Estoppel Works Both Ways
The general contractor in our case may be estopped from denying
that its employee lacked authority to sign the joint check
agreement if it acted or allowed the employee to act as though
the employee had ostensible authority. Thus, employers cannot
claim that an employee lacks authority if it represented that
the employee had such authority or if the employee is clothed
with apparent authority to enter into the agreement.
On the other hand, if your company knew or should have known
that the employee lacked authority, you will be estopped from
arguing reliance upon the employee's apparent authority. Furthermore,
if you accept checks without informing the employer of the
breach of the joint check agreement, the employer may have
a good argument that they were unfairly prejudiced by your
failure to provide an opportunity for them to avoid breaching
the agreement.
Avoid Problems
Employers
who wish to limit and define the authority of their employees
or other agents should place these limitations in writing
and they should send potential contracting parties a copy
of this document. To limit the appearance of authority, control
and monitor activities of employees and avoid giving important
titles to people with lesser duties. If you learn that an
employee's act exceeds granted authority, immediately repudiate
the act and disclose the lack of authority to third parties
relying on the act. Otherwise, you may inadvertently ratify
the act, or worse, unknowingly extend the authority to the
employee to bind the company.
Parties who enter into agreements with companies should beware.
You may think you are dealing with an employee with authority
to bind the company; however, this may not be the case.
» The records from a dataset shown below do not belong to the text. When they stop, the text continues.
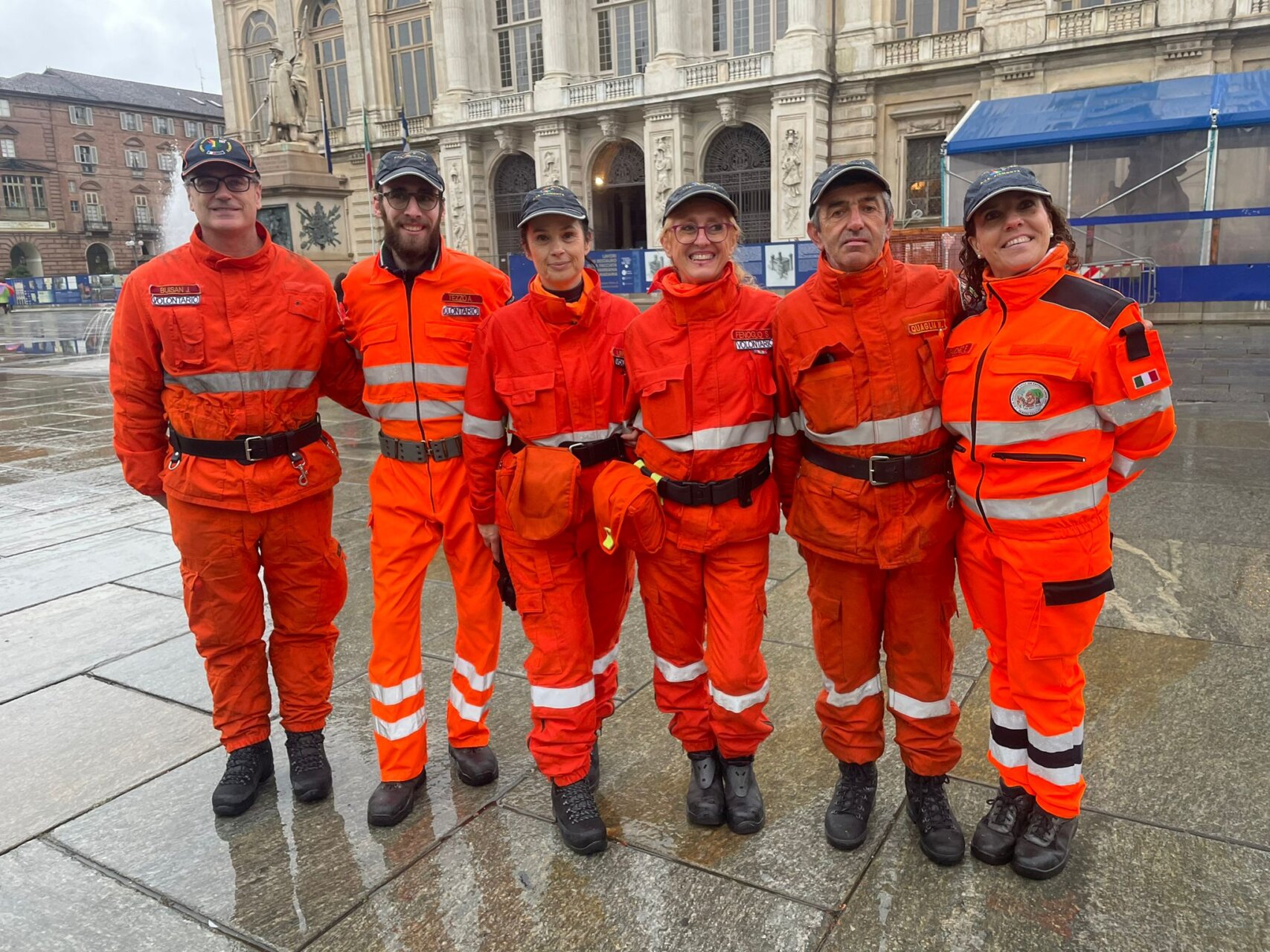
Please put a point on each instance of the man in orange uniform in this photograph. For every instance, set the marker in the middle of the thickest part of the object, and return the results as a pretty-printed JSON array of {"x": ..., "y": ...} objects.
[
  {"x": 862, "y": 461},
  {"x": 411, "y": 311},
  {"x": 224, "y": 337}
]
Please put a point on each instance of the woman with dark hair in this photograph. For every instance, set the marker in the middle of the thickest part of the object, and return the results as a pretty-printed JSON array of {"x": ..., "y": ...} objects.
[
  {"x": 1058, "y": 393},
  {"x": 700, "y": 364},
  {"x": 549, "y": 368}
]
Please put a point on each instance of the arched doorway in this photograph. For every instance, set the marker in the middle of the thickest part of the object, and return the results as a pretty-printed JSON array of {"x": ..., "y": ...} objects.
[
  {"x": 621, "y": 220},
  {"x": 741, "y": 160},
  {"x": 512, "y": 179}
]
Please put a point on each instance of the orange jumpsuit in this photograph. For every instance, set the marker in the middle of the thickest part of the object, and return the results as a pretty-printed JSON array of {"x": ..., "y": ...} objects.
[
  {"x": 416, "y": 338},
  {"x": 220, "y": 348},
  {"x": 1058, "y": 395},
  {"x": 553, "y": 373},
  {"x": 702, "y": 382},
  {"x": 859, "y": 371}
]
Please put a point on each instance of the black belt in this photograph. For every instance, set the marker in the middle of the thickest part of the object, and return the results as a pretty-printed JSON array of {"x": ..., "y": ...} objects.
[
  {"x": 718, "y": 492},
  {"x": 249, "y": 450},
  {"x": 409, "y": 451},
  {"x": 880, "y": 470},
  {"x": 597, "y": 451}
]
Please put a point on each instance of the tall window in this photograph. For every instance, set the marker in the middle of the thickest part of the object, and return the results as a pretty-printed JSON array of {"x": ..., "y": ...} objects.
[
  {"x": 623, "y": 36},
  {"x": 743, "y": 27},
  {"x": 325, "y": 25},
  {"x": 414, "y": 74},
  {"x": 520, "y": 43},
  {"x": 920, "y": 18},
  {"x": 258, "y": 33}
]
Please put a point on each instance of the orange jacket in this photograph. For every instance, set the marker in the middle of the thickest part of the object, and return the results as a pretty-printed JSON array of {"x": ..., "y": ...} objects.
[
  {"x": 221, "y": 348},
  {"x": 1058, "y": 395},
  {"x": 416, "y": 339},
  {"x": 553, "y": 370},
  {"x": 702, "y": 396},
  {"x": 859, "y": 370}
]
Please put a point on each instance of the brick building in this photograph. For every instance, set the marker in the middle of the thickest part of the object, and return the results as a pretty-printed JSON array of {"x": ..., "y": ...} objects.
[{"x": 86, "y": 167}]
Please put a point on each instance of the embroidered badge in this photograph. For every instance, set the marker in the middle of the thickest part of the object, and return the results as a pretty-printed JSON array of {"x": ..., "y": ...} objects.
[
  {"x": 176, "y": 295},
  {"x": 1029, "y": 398},
  {"x": 758, "y": 339}
]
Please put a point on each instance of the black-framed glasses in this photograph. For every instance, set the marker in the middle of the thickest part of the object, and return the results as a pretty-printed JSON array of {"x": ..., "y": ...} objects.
[
  {"x": 211, "y": 184},
  {"x": 400, "y": 199},
  {"x": 687, "y": 233}
]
Even
the President of a corporation may not have actual authority
to bind the company; the president's power as an agent comes
only as delegation of authority from the bylaws or the board
of directors. (See Annotation Note to Virginia Code §13.1-673)
Protect Yourselves!
Insist on documentation of the authority of the person who
is signing the agreement, such as a corporate seal or a corporate
resolution. When in doubt, send a copy of the agreement to
the company's headquarters, this will assist your estoppel,
reliance and ratification arguments if the company does not
protest the agreement. Had the supplier, in our example, sent
a copy of the agreement to the general contractor and immediately
contacted them when the checks were not issued jointly, then
they might have prevailed in court even without actual authority.
As the facts stand in the example, they will lose and fail
to recover any money from the general contractor.